Home › How-Tos › Enable Internationalization in Windows XP
NOTE: Microsoft and DECS are no longer supporting Windows XP. For more information regarding the end of XP support, click here. If you are still running Windows XP, please contact the DECS Support Office (353-8891, firstname.lastname@example.org) for options.
Go to the Control Panel by clicking Start and then Control Panel.
If you are not already in "Classic View" do so by clicking Switch to Classic View on the left side of the window. Now choose Regional and Language Settings.
Click on the Languages tab. Here there are two checkboxes. If you check the box titled Install files for complex script and right-to-left languages, you will get Arabic, Hebrew, Thai and some Indian languages. Checking the East Asian Languages box will install languages such as Japanese, Korean and Chinese.

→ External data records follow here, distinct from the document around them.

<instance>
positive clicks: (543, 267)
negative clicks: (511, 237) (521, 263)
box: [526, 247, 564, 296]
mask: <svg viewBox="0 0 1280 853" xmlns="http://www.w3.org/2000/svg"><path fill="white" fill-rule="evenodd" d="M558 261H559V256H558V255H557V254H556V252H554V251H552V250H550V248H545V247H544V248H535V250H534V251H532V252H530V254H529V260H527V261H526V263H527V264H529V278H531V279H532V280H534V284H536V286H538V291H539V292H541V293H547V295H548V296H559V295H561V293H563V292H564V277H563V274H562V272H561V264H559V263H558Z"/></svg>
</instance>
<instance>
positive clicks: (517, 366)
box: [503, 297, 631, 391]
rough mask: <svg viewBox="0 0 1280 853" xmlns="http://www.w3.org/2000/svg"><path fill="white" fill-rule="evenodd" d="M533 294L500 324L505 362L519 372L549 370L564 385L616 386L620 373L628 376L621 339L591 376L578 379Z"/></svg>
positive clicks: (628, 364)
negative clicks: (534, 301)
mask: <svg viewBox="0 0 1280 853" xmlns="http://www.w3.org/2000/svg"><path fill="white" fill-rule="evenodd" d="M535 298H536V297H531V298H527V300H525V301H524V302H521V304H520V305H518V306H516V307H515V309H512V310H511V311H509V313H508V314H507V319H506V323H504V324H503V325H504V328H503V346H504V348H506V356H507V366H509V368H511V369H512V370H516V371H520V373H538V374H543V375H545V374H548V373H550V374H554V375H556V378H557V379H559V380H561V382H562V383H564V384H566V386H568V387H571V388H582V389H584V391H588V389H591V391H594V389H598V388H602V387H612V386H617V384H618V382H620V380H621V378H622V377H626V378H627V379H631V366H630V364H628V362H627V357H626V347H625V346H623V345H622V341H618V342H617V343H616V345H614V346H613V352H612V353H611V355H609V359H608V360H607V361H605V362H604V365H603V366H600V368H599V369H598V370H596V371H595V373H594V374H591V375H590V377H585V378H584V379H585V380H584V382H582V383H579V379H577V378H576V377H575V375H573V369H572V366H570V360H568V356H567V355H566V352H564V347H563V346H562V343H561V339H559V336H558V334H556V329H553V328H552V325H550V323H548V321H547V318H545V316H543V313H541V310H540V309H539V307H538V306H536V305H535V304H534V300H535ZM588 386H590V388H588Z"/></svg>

Selecting Details under Text services and input languages will allow you to input a language and method. Select the appropriate input language and method under Default input language. Options for switching between languages are displayed by selecting Language Bar. Other keyboard options are available in the Key Setting dialog. Selecting Add... will bring up a box which allows you to change the input language and the characters generated on a normal keyboard. To do this, choose the desired input language, then click the checkbox before Keyboard Layout/IME and then select the appropriate language from the drop-down menu. Now click OK.
Clicking the Advanced tab in the Regional and Language Options window brings up more options. The top box is labled Language for Non-Unicode programs. In general, it is not possible to know which programs support Unicode and which do not. Therefore, if you are working in Korean some of your programs will show Korean fine, and others will not. If your program does not correctly display Korean, the solution is to set the system default code page to Korean. To do this in Windows XP you have to set the Language for Non-Unicode programs to Korean, and then Korean will show up correctly in all applications. This setting is required for Arabic, Hebrew, Asian languages, Russian and any language whose alphabet is different from Western European.